The Star-Bulletin celebrates a milestone birthday
Hawaii's oldest continuously published daily newspaper, turns 125 today
Happy birthday to us! The Honolulu Star-Bulletin, Hawaii's oldest continuously published daily newspaper, turns 125 today.
The very first Bulletin was a single page, four columns wide, and was published on Feb. 1, 1882. Within a few weeks, the daily newspaper was already up to four pages, with six columns per page, and we have never looked back.

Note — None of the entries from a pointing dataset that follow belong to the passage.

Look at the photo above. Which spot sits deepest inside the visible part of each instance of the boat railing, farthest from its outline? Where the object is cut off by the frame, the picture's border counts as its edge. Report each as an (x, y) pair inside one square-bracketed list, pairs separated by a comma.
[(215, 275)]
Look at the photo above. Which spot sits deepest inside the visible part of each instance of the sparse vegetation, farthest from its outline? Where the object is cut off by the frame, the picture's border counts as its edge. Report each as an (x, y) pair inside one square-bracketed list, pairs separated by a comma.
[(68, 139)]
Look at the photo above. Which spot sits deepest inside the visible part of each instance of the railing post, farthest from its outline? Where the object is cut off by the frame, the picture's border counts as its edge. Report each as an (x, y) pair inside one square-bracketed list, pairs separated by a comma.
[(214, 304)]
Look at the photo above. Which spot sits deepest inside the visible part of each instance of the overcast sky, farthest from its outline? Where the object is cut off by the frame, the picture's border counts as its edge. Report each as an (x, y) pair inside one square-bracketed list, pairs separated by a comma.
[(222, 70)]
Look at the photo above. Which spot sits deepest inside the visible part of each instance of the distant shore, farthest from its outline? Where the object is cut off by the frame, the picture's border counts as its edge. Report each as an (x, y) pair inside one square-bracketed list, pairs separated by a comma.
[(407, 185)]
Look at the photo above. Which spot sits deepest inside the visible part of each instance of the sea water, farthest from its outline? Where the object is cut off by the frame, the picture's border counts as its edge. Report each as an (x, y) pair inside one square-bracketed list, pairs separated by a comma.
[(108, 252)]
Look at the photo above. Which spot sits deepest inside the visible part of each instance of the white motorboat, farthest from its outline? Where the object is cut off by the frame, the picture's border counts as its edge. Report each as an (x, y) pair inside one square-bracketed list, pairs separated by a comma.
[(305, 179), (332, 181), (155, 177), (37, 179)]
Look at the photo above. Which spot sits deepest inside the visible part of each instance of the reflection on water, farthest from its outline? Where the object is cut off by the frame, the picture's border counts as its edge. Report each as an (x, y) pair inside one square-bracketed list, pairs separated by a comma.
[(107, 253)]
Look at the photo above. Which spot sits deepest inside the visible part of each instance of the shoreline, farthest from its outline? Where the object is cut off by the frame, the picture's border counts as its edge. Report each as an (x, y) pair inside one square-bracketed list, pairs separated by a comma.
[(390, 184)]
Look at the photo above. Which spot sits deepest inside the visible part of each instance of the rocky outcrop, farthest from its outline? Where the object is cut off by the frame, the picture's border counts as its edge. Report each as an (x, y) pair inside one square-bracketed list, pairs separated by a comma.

In 1912 the Evening Bulletin merged with the Hawaiian Star and became the newspaper as we know it today. Wallace Rider Farrington became editor from 1898 and then president and publisher after the 1912 merger. (He also became one of Hawaii's territorial governors.) Son Joseph Rider Farrington became president and publisher until 1954. In 1962, then owned by a hui of local investors, the Honolulu Star-Bulletin entered into a joint operating agreement with the Honolulu Advertiser.
Sold to Gannett in 1971, the Star-Bulletin shared printing, advertising and distribution facilities with the Advertiser. In 1993, Gannett sold the Star-Bulletin to a private firm and bought the competition, the Honolulu Advertiser. Gannett engineered a closure of the Star-Bulletin in 1999, but pressure by citizen groups and federal antitrust lawyers forced a sale of the paper.
Bought by Black Press of Canada, the first edition of the "new" Star-Bulletin appeared on March 15, 2001. Despite fierce economic competition, the newspaper has survived and thrived.
In the hubbub of starting over, the volume and number of the Star-Bulletin were reset to zero. This was rethought, and the numbers were brought back two years ago.
Today's edition begins Vol. 126, No. 1. Adding it up, it seems we have published something like 45,657 editions in the last 125 years. The starbulletin.com Web site is well into its 12th year.